鈴木保奈美や唐沢寿明、江口洋介などが出演した『愛という名のもとに』。90年代に放送されたドラマの中で最大のヒット作と言われている。唐沢寿明は現在放送中の日本テレビ系ドラマ「THE LAST COP/ラストコップ 」にも出演中。ここでは、今も第一線で活躍する出演者の若き日の様子や、作品の魅力について紹介していこう。

友情や大切なものがテーマの社会派ドラマ

大学でボート部に所属し、固い絆で結ばれていた7人の男女。
大学を卒業して3年がたったある日、恩師の葬式で彼らは再会する。就職をせずに渡米した神野時男(江口洋介)を除き、社会人として生活する藤本貴子(鈴木保奈美)、高月健吾(唐沢寿明)、飯森則子(洞口依子)、塚原純(石橋保)、斉藤尚美(中島宏海)、倉田篤(中野英雄)。一見充実した生活を送っているかのように感じられるが、実は彼らにはさまざまな悩みがあった。
昔から抱いていた夢や、かけがえのないものを失いそうになっていた貴子ら6人。時男が現れたことで友情は変わっていない、ということを確かめ合ったのだが…。
学生が社会に出た時に感じる不安や葛藤、仕事のやりがい、そして突如襲い来る絶望感。思わずハッとしてしまうようなストーリーとなっている。

現在も活躍中の俳優陣が出演

高校で教師として働いている貴子は、『東京ラブストーリー』に赤名リカ役で出演していた鈴木保奈美が演じる。
代議士秘書となった健吾を演じるのは、唐沢寿明。このドラマを機に数々のドラマに出演。現在放送中の日本テレビ系ドラマ『ラストコップ』では、30年間眠り続けていた昭和の熱血刑事・京極浩介役を務めている。
デパートに勤務する則子役は、洞口依子。

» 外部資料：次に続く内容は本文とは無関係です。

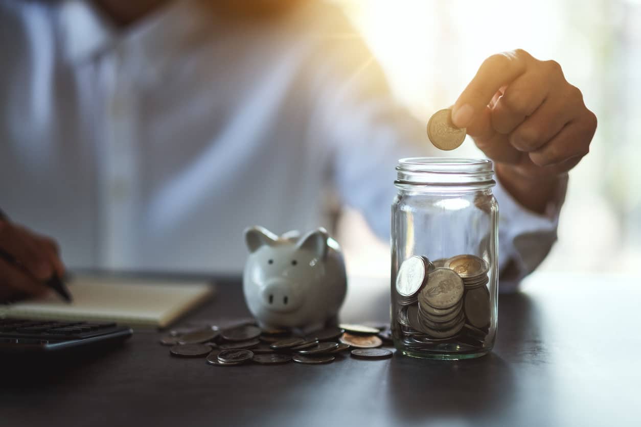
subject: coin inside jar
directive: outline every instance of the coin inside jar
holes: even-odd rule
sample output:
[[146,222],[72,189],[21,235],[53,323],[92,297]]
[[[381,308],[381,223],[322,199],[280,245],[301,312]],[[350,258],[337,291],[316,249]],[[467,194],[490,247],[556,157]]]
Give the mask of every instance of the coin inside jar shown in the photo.
[[458,303],[464,291],[463,279],[454,270],[437,268],[428,277],[427,284],[419,294],[419,302],[435,309],[448,309]]
[[445,262],[447,268],[454,270],[463,280],[478,278],[487,274],[488,264],[485,260],[473,255],[458,255]]
[[465,293],[463,310],[470,324],[484,328],[490,324],[490,293],[485,286]]
[[408,258],[396,275],[396,292],[401,296],[412,296],[425,283],[429,261],[425,257],[414,255]]
[[463,143],[466,133],[465,127],[456,127],[452,123],[452,110],[449,108],[438,110],[428,122],[428,137],[441,150],[457,148]]

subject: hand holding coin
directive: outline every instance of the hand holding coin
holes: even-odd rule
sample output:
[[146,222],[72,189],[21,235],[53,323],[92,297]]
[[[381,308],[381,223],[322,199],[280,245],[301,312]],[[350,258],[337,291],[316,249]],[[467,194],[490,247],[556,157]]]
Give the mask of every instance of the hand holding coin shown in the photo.
[[538,211],[559,178],[587,154],[597,126],[558,63],[520,49],[485,60],[451,118],[494,161],[508,191]]

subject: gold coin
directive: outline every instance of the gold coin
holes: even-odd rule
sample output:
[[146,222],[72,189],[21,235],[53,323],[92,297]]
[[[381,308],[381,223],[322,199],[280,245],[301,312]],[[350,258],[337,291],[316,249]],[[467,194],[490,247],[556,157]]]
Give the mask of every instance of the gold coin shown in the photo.
[[489,269],[485,260],[473,255],[452,257],[445,262],[445,266],[453,270],[463,280],[480,278]]
[[456,127],[452,123],[452,110],[440,109],[428,122],[428,137],[437,149],[453,150],[465,139],[465,128]]
[[345,332],[339,339],[343,344],[347,344],[357,348],[374,348],[383,345],[381,339],[375,335],[354,335]]

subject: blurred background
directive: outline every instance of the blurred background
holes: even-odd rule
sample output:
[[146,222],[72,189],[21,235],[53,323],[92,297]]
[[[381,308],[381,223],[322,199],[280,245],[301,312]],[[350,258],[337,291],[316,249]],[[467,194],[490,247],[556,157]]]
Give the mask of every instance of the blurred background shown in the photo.
[[[559,62],[599,126],[590,154],[570,173],[559,240],[539,271],[638,270],[641,0],[333,3],[359,29],[396,95],[425,123],[453,104],[493,53],[522,48]],[[456,151],[481,155],[471,140]],[[338,230],[351,274],[388,277],[388,245],[373,237],[358,214],[344,212]]]

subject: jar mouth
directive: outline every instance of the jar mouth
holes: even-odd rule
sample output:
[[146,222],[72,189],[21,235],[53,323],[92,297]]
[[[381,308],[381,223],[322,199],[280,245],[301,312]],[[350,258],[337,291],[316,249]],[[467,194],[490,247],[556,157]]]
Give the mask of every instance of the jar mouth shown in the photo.
[[491,160],[460,157],[407,157],[396,166],[397,186],[491,188],[496,182]]

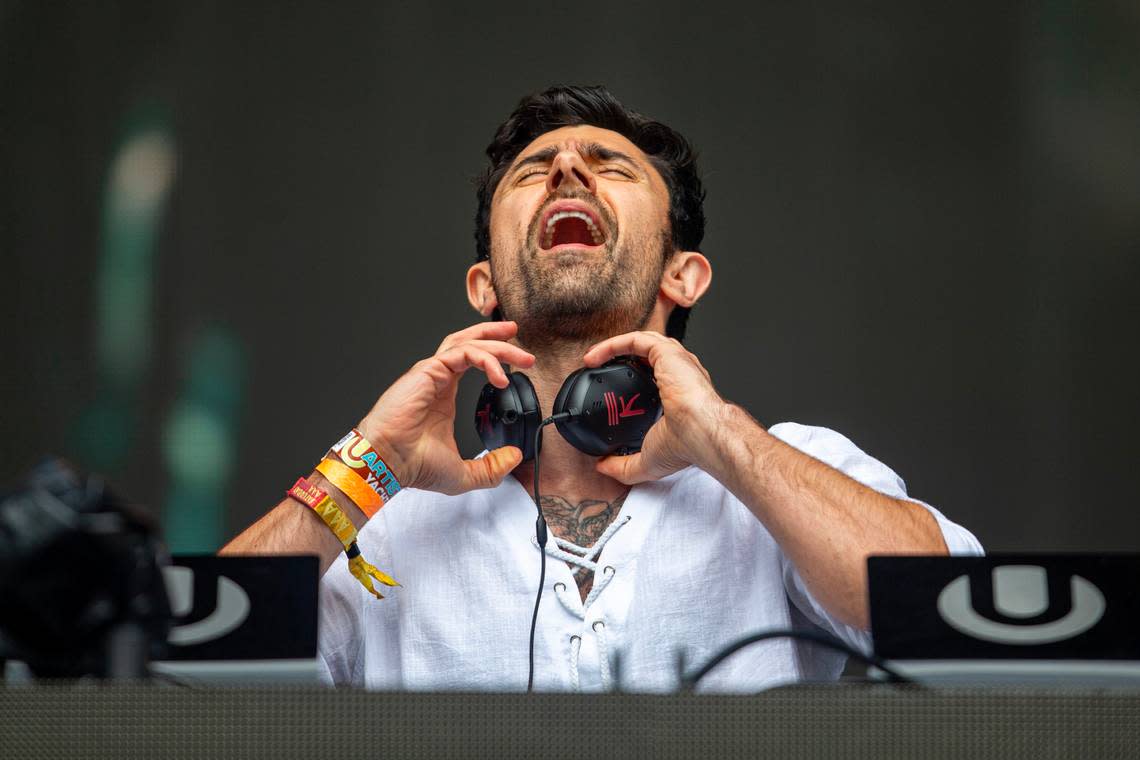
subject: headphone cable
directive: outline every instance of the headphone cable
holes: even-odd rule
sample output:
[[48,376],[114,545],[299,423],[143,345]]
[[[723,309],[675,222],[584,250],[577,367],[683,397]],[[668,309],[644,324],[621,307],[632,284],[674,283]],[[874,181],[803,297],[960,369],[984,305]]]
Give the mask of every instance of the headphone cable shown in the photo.
[[527,675],[527,692],[535,690],[535,629],[538,626],[538,605],[543,602],[543,587],[546,585],[546,517],[543,516],[543,504],[538,500],[538,460],[543,450],[543,428],[560,419],[565,419],[570,415],[563,412],[547,417],[538,424],[535,431],[535,508],[538,509],[538,520],[535,521],[535,534],[538,538],[539,564],[542,570],[538,573],[538,594],[535,596],[535,613],[530,616],[530,670]]

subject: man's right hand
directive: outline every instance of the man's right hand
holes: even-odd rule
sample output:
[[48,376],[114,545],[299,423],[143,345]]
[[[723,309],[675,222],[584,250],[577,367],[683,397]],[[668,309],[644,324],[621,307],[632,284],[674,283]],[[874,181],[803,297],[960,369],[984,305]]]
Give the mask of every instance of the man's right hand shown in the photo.
[[433,357],[416,362],[376,401],[359,430],[401,487],[449,495],[492,488],[522,461],[522,451],[513,446],[464,459],[455,444],[459,377],[479,367],[491,384],[506,387],[500,362],[535,363],[534,354],[506,342],[518,329],[514,322],[480,322],[448,335]]

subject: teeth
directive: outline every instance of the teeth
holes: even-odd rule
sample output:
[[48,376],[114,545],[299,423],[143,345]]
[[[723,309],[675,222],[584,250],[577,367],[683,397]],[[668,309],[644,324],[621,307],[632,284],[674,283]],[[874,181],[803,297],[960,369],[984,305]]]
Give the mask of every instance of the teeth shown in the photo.
[[602,237],[602,231],[594,224],[594,220],[591,219],[589,214],[581,211],[560,211],[551,214],[551,218],[546,220],[546,231],[543,236],[543,247],[551,247],[551,244],[554,240],[554,226],[559,223],[559,220],[571,218],[580,219],[586,222],[586,228],[589,230],[589,236],[594,239],[594,245],[602,245],[604,239]]

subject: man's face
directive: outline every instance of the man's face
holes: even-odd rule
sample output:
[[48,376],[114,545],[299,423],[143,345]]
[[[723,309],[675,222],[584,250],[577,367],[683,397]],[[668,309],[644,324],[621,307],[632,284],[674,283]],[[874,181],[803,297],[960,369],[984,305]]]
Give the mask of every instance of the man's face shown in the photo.
[[633,142],[565,126],[528,145],[491,199],[491,278],[531,348],[641,327],[671,253],[669,193]]

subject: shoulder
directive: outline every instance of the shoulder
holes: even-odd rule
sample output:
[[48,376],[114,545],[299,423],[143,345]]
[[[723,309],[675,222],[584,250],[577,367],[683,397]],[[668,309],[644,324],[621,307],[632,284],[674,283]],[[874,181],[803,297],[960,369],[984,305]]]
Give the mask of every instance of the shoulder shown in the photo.
[[769,427],[768,433],[880,493],[906,498],[903,479],[841,433],[799,423],[780,423]]

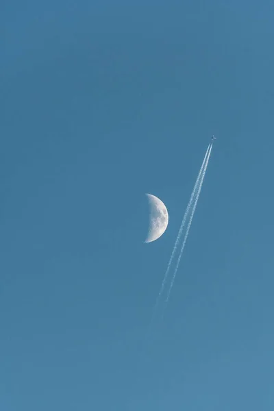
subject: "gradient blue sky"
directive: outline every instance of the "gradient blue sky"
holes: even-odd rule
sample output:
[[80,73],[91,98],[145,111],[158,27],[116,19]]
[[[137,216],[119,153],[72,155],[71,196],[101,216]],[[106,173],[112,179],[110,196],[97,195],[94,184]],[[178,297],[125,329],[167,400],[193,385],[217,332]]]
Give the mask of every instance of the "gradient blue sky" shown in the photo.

『ふぞろいの林檎たち パート4』にて相崎江里役を担った。
区役所に勤めている純は、『ウルトラマンネクサス』などに出演した石橋保が演じた。
売れっ子のモデル・尚美を演じた中島宏海は、『世界・ふしぎ発見!』にてミステリーハンターとして活躍。
悲しい最期を遂げる証券マン・篤(チョロ)役は中野英雄。数多くのドラマや映画だけでなく、FUNKY MONKEY BABYS「旅立ち」のミュージック・ビデオにも出演している。

青臭さと生きる辛さが描かれている

このドラマは、学生から社会人になった登場人物たちの変化、その中でも変わらなかった仲間の絆が魅力である。以前と全てが同じというわけではないものの、仲間が窮地に立たされた時には他の仲間が助けてくれる。その青臭さが、このドラマの良い部分であるだろう。他にも、ストーリーが作り込まれている、と評価する声も多い。
また、『愛という名のもとに』が放送されたのは1992年。前年から危機を迎えていたバブルが崩壊し、平成の大不況が訪れてしまった悲劇の年である。就職氷河期に入ったことで、大学を卒業しても希望の会社に就職できなかった人々が多数存在。将来に不安を感じ始めた人たちが、同じようにさまざまな辛さを抱えた登場人物たちに感情移入したのではないだろうか。

『愛という名のもとに』は、今改めて観てもリアリティのあるドラマである。このドラマを観れば、登場人物たちの友情をうらやましく感じることだろう。
日常の不安や葛藤など生き辛さを感じた時におすすめしたい作品だ。